Elles rendent difficile la stabilisation de certains vins. Pendant la fermentation
alcoolique, puis pendant la fermentation malolactique, les conditions du milieu
sont particulièrement défavorables à ces bactéries
pour lesquelles l’oxygène est indispensable. Bien qu’elles
ne puissent pas se développer, elles restent en forte concentration
dans un état latent « viable non cultivable ». Après
la vinification, l’oxygène dissout pendant les soutirages permet
à ces bactéries de retrouver leur viabilité (cultivabilité),
avant de régresser à nouveau à l’abri de l’air.
Toute augmentation de la population viable se traduit par l’oxydation
biochimique de l’éthanol en acide acétique. L’augmentation
d’acidité volatile est faible si le contact avec l’air
est limité.
Les bonnes bactéries lactiques et les mauvaises
Sélectionnées naturellement
par les interactions multiples au sein de l’écosystème
microbien complexe, des souches d’Oenococcus oeni démarrent
leur multiplication après la disparition des levures. Elles assurent
la fermentation malolactique nécessaire à la vinification de
presque tous les vins rouges et de nombreux vins blancs. L’assouplissement
du vin et l’enrichissement de son bouquet signent cette étape.

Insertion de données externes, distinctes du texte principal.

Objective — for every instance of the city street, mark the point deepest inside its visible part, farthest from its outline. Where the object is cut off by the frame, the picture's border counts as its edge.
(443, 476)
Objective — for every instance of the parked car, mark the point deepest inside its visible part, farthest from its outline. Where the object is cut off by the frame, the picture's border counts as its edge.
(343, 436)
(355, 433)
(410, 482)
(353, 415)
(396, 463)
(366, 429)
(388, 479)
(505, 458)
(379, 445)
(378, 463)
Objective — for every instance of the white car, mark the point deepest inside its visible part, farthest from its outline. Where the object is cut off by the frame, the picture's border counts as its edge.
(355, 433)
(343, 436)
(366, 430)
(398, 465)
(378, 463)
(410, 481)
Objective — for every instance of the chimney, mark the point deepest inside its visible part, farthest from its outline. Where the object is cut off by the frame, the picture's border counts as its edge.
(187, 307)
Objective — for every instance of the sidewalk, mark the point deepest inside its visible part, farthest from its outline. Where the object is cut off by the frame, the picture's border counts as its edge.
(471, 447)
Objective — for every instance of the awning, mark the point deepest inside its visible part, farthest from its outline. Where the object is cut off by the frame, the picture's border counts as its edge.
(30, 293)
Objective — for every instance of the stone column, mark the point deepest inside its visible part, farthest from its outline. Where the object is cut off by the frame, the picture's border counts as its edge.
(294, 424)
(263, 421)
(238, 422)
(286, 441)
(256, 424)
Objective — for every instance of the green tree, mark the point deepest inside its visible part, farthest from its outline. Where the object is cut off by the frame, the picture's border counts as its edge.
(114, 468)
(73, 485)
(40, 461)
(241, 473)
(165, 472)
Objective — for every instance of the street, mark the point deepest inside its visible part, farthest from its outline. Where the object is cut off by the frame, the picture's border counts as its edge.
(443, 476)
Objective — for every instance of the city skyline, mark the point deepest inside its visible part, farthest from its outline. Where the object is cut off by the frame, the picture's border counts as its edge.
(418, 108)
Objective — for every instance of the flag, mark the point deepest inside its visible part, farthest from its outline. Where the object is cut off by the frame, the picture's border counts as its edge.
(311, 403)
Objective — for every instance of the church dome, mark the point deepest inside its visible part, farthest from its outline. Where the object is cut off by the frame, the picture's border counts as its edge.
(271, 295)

| Oenococcus Oeni en microscopie
électronique à balayage.
© Faculté d’œnologie, Université Victor
Segalen Bordeaux 2 | Le mécanisme biochimique
de la dégradation de l’acide malique a été
étudié jusqu’au niveau le plus fondamental avec
le séquençage du gène qui code pour l’enzyme
malolactique. D’autres métabolismes et des réactions
chimiques qui s’ensuivent, sont étudiés pour interpréter
les profonds changements organoleptiques notés après fermentation
malolactique. La production de diacétyle à l’arôme
de beurre en fait partie, et d’autres composés carbonylés
produisent des molécules odorantes après réaction
avec des acides aminés du vin. En réalité de nombreuses
molécules sont métabolisées par les bactéries
lactiques. Les travaux les plus récents portent sur les molécules
à note de fruits rouges issues de la méthionine et sur
les aldéhydes du bois de chêne.
L’approche génomique
de l’étude d’Oenococcus oeni commence à
donner des pistes nouvelles dans l’interprétation du comportement
de la bactérie en milieu œnologique et dans la caractérisation
de souches. La sélection de souches pour la préparation
des levains malolactiques devrait s’en trouver facilitée.

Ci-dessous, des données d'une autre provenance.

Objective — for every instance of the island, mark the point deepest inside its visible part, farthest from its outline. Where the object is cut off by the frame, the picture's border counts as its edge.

Malgré sa domination pendant
la vinification, Oenococcus oeni n’empêche pas d’autres
espèces de bactéries lactiques de survivre. Les lactobacilles
et les pédiocoques ne prennent généralement pas part
à la fermentation malolactique, et certaines souches sont peu à
peu sélectionnées. Après avoir subi les interactions
avec les levures pendant la fermentation alcoolique, ces souches persistent
encore après la fermentation malolactique. Parmi elles se trouvent
les souches capables de décarboxyler des acides aminés pour
former des amines biogènes (histamine, tyramine), d’autres produisent
des exopolysaccharides (vins filants) d’autres encore rendent le vin
amer en dégradant le glycérol.
Les études sur les enzymes
et les gènes clés de ces maladies des vins ont permis au laboratoire
de confectionner une véritable boîte à outils pour la
détection précoce de ces bactéries d’altération.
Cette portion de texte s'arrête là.